Patterns (simplest first)

  • Single tool-use loop — model + tools, run until no more tool calls. Covers most real "agents".
  • Workflow / graph — you wire fixed steps (router → retrieve → draft → check). Predictable, debuggable. Prefer this.
  • Autonomous multi-agent — agents spawning agents. Powerful, hard to control & cost. Reach for last.
  • Reflection — model critiques & revises its own output before returning.

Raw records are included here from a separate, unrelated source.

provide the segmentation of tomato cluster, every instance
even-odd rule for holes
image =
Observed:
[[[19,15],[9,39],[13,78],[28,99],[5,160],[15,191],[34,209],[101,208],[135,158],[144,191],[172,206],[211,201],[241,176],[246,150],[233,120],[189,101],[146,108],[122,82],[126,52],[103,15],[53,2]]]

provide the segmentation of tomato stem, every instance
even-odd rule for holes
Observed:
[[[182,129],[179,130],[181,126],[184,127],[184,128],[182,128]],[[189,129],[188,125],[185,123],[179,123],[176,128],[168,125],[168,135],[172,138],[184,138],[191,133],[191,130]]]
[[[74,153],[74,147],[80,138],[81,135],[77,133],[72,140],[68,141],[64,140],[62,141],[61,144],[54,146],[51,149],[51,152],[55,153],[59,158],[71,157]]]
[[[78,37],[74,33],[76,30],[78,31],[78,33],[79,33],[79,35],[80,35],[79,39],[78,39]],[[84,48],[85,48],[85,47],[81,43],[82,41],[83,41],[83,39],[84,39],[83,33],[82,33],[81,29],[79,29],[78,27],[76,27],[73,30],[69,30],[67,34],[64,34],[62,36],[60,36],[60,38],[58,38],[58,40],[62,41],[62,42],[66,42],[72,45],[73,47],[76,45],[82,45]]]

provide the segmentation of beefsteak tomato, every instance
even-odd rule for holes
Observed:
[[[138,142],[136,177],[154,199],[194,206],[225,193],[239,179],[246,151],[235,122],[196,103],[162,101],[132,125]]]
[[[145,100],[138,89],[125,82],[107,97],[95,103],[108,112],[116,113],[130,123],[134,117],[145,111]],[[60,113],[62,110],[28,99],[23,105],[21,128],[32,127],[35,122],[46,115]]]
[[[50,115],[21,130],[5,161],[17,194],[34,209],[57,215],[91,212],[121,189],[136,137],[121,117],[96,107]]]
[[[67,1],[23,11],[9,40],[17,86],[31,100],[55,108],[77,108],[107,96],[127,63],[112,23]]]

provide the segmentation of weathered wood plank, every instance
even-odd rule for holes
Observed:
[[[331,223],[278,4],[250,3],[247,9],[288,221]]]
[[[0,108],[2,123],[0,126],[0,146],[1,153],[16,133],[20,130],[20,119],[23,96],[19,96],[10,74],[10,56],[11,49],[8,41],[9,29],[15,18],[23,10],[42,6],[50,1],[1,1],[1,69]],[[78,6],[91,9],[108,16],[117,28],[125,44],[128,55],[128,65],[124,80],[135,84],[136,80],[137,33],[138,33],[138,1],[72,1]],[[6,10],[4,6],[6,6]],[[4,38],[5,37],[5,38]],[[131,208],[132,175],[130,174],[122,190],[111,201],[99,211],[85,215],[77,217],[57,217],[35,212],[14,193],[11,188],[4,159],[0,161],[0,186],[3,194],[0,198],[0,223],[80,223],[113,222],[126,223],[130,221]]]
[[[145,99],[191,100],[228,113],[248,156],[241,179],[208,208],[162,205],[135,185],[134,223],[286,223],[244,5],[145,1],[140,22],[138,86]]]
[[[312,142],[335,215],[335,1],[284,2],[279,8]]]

MCP — Model Context Protocol

An open standard for exposing tools, data, and prompts to any LLM client over a uniform interface. Write an MCP server once (your app's capabilities as tools) and any MCP-aware client/agent can use it — decoupling tools from any single model or framework.

  • Transports: stdio (local) or HTTP/SSE (remote).
  • Server exposes tools, resources, prompts.
  • The clean way to make app logic "AI-accessible" without bespoke glue per model.

Frameworks

LangGraph (stateful graphs, the durable choice) · LangChain agents · LlamaIndex agents · provider-native Agents SDKs · CrewAI / AutoGen (multi-agent). Start with a hand-written tool loop or LangGraph; reach for multi-agent frameworks only when a single loop genuinely can't express the task.

Agent failure modes to design against: infinite loops (cap iterations) · cost blowups (budget tokens & calls) · hallucinated tool args (validate) · context overflow (summarize/trim history) · silent wrong answers (add a verification step + human-in-the-loop on high-stakes actions).
08

Production Concerns

The difference between a demo and a feature. This is where "understand AI limitations" and "reliability, performance, UX" from the JDs cash out.

Cost & latency

  • Prompt caching — cache stable system/context for up to ~90% savings.
  • Model routing — cheap model for easy calls, escalate hard ones.
  • Batch API — async, ~50% off for non-urgent jobs.
  • Stream tokens (SSE) so perceived latency ≈ time-to-first-token.

Reliability

  • Retries w/ exponential backoff on 429/5xx.
  • Timeouts + fallback model on outage.
  • Idempotency keys for tool actions.
  • Structured output + schema validation, not string parsing.

Safety & trust

  • Prompt injection — treat retrieved/user text as untrusted; never let it grant tool powers.
  • PII — redact before sending; mind data residency.
  • Grounding + citations to curb hallucination.
  • Eval in CI: golden sets, faithfulness, regression checks.
Observability: log prompts, responses, token counts, latency, and tool calls from day one (Langfuse, Phoenix, or your own table). You cannot debug, cost-optimize, or evaluate what you don't trace. "Explainable AI" in product terms usually means: surface citations, confidence/reasons, and the tool trace to the user.
09

Mapped to the Job

Where each posting's AI asks land in this manual. The DB / web / deploy skills are the table stakes around the AI work — listed briefly; the AI column is where you differentiate.

AI-Reviewed Full-Stack Dev

// reviewing & correcting Manus-AI-generated code
AI integration§02 providers · §06 tools — know what the model can't reliably do
AI limitations§08 — hallucination, injection, non-determinism; review AI output like a junior's PR
AI-dev tools§07 agents — Manus & co. are agentic coders; you verify, constrain, correct
+ Front & back endtable stakes — fix real bugs the agent introduces

ShockPoint Full-Stack Engineer

// AI-enabled decision-support platforms
LLM APIs§02 — provider abstraction, routing, streaming
Agentic workflows§07 — LangGraph loops, copilots, MCP
Retrieval + vector DB§04–§05 — pgvector/Qdrant, RAG over ops docs
Explainable AI§06 + §08 — citations, reasons, tool traces in the UI
+ FastAPI / PostgreSQLbackend for APIs, auth, file pipelines
+ React / Tailwinddashboards, copilot & analytics UIs
+ Docker / CI / cloudVercel/Railway/AWS deploy, GitHub workflows
Interview-ready framing: for either role, lead with a story where you integrated an LLM into a real full-stack system — chose the model tier, built retrieval, added tool calls, then made it reliable (eval, caching, fallbacks) — and could explain the limitations you designed around. That's the exact shape both teams are buying.